Amnesty International and the World of International NGOs

Co-Conspirator DB notes the continuing controversy over Amnesty International, with Salman Rushdie now weighing in.

Side note:  Although until I come out with my own longer account of my views of the NGO movement, including the human rights monitors, I tend to avoid saying much about human rights groups, I have written a bit about Amnesty in the past.  A couple of years ago I commented in the Weekly Standard, here, reaping a remarkable amount of hate e-mail.  And then I gave a short book review in the International History Review of Stephen Hopgood’s part-journalism, part-anthropology account of Amnesty from the inside, Keepers of the Flame – a sympathetic-but-somewhat-critical take on the organization in an earlier phase of its internal theological debate over its mandate.  The Hopgood review is written with a deliberately anodyne academic tone; my views are actually affectively stronger than that.  While I think HRW on balance does more good than harm, I can’t say the same about AI, and haven’t thought that for quite a while.

The international NGO question is important, and the attention it receives is far too much from in-the-tank academics besotted with the idea of academic activism.  (Not always.  See, for example, Steve Charnovitz’s fine writing on NGOs and accountability in the American Journal of International Law (I’ll try to find a public link to his outstanding long AJIL piece; meanwhile here’s a comment of mine that references Steve).  But, well, let’s just say that the mean of the literature is not exactly distanced.  I will try to say more about that in responding to a recent review essay by Steve in the most recent AJIL; hold the thought.)  The herd mentality of the good-and-consensus opinion of international elites – global “experts and enthusiasts,” in someone or other’s excellent phrase – has a palpable effect on so many things, from the “settled” science of climate change, to the desirability of a multipolar world in which the United States no longer provides hegemonic public goods, to the lawfulness of targeted killing by the CIA using Predator drones (as the Obama administration, or more likely some Republican successor, will learn to its sorrow).
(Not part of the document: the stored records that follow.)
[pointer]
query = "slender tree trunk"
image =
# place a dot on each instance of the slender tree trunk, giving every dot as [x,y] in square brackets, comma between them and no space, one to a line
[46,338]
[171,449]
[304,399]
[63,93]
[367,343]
I come from the international NGO world, and have written about this before – in a short piece for an undergraduate text, and in this longer book chapter appearing in a book on global philanthropy later this year.  The thing that most continues to amaze me is how unwilling US government senior staff, whether career or political, are to take this into account at the outset of a rising movement in the international community – whether landmines, gun control, anti-free-speech, cluster munitions, targeted killing, detention and interrogation and rendition policy, climate change, on and on.  I like some of the advocacy issues, don’t like others.  What astonishes me in either case, however, is how important US government players under any administration simply assume that NGO movements are too … too irrelevant to have an effect, much less control outcomes.  I suppose it is simply the structural shortsightedness built into government, but the myopia costs the USG a lot, especially when it suddenly notices and tries to play catchup.
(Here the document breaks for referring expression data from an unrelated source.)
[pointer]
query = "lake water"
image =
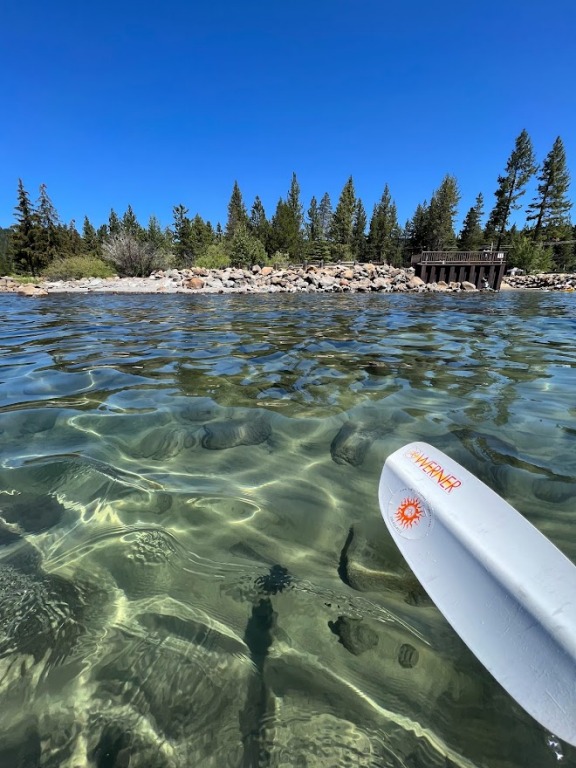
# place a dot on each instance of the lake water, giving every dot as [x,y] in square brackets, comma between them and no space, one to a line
[193,566]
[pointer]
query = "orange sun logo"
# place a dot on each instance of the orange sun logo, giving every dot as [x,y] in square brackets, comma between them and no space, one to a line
[409,512]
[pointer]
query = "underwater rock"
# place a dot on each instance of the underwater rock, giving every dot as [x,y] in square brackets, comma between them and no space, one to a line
[354,634]
[42,615]
[8,535]
[275,581]
[32,513]
[369,564]
[234,432]
[165,443]
[352,443]
[142,563]
[20,747]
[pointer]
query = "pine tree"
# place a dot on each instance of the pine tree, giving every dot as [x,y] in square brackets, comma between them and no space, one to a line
[441,214]
[384,234]
[244,249]
[74,240]
[183,248]
[237,215]
[325,216]
[90,242]
[285,235]
[286,226]
[259,226]
[521,166]
[343,219]
[358,245]
[201,235]
[24,232]
[47,233]
[293,202]
[416,231]
[114,223]
[6,263]
[160,239]
[472,235]
[130,224]
[551,207]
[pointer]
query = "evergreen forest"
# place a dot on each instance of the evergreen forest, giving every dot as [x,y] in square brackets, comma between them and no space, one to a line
[39,244]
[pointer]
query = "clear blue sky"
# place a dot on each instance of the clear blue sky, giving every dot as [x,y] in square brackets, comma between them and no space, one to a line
[160,103]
Since 1990, human rights has occupied a privileged position as the “apex” value in the global system of values reflected not just at the UN, but elsewhere, despite the many arguments over what exactly it is supposed to mean and how.  As a consequence, Amnesty International and Human Rights Watch, as the two lead organizations in the global field, have had outsized influence on international politics.  They, and much of the rest of the global elite, have viewed this as a consequence of the universality of their values.  As I have occasionally suggested on this blog (and here in these pieces on the UN and international security, as well as in my forthcoming book on US -UN relations), universal those values might be (though their meaning as asserted by AI and HRW is not beyond contestation) the ability to give them effect in the world since 1990s has depended almost entirely on US hegemony.

Be careful what you wish for when you wish for American decline.  American decline would almost certainly entail the decline of those universal values and, along with them, the human monitors whose universal claims are unlikely to thrive under a multipolarity championed by, for example, China.  (Perhaps the most depressing phenomenon in all this, however, is the Obama administration’s embrace of ideological decline in advance of any historically materialist (what we Marxists like to call “objective”) reason to do so.  I refer particularly to the entirely unnecessary group hug of the demotion of free speech by the US at the UN Human Rights Council.)